On the other hand I know that professor Axler studied a problem related to a conjecture due to Mandl (see the first page of [1], is a free access journal).
Question. Let $q_k$ the sequence of twin primes, that is $q_k$ is the $kth$ term of A001359 Lesser of twin primes from The On-Line Encyclopedia of Integer Sequences. I am interested to know if is it possible to set conjecturally (on assumption of a form of the Twin Prime conjecture) a similar inequality than Mandl:
Find a functions $g(x)$ and $h(x)$ such that on assumption of the Twin Prime Conjecture, we can presume that there exists an integer $K_0$ satisfying that $$\sum_{\text{twin primes }q,q+2\leq q_k}q\leq g(k)q_{h(k)},$$ whenever $q_{h(k)}>K_0.$
Many thanks.
Remarks:
1) If you want to add definitions of interesting sequences inspired in your inequality for twin primes, as did Axler inspired in Mandl's inequality feel free to add it.
2) If you can/want to add statistics or plots about our means of twin primes doing a comparison with different functions $g(x)$ and $h(x)$, feel free to do it.

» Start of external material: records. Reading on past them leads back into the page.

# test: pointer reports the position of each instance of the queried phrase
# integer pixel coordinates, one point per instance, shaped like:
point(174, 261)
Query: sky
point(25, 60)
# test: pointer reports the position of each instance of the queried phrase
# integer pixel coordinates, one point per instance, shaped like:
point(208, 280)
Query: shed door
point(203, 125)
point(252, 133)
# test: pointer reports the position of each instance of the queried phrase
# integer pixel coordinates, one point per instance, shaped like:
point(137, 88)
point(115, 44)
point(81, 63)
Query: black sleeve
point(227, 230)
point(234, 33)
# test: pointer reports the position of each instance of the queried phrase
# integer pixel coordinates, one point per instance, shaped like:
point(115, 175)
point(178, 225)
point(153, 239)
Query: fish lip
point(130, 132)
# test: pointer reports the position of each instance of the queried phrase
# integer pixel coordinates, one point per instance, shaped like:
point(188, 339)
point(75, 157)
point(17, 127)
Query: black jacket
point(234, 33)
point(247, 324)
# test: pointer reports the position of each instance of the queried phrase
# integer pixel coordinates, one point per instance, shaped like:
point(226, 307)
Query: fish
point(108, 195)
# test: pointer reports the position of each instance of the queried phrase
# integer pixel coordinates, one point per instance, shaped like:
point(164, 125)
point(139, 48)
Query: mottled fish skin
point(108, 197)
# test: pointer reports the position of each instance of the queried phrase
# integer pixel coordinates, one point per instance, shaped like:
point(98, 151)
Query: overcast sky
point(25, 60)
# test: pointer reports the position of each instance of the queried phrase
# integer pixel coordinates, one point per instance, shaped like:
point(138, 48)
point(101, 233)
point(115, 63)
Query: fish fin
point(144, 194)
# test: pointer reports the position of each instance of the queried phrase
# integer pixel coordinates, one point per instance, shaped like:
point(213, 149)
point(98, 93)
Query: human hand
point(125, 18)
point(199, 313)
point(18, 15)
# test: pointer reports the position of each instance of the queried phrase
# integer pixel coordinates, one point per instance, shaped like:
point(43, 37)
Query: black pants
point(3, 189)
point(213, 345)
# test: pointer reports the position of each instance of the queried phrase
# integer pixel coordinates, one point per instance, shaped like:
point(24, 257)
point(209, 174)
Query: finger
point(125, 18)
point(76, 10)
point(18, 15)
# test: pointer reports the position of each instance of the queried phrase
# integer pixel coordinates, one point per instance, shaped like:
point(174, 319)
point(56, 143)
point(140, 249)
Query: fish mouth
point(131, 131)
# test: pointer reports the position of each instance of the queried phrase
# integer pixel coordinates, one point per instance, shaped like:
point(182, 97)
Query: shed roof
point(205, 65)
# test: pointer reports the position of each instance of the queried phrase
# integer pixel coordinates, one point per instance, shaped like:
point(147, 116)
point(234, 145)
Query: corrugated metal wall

3) I don't know if this question was in the literature, feel free thus to study if you prefer the similar and different problem involving the terms of each twin prime pair $p$ and $p+2$ as summands of our mean $\sum_{\text{twin primes }p,p+2\leq x}p$.
References:
[1] Axler, On a Sequence Involving Prime Numbers, Journal of Integer Sequences, Vol. 18 (2015), Article 15.7.6.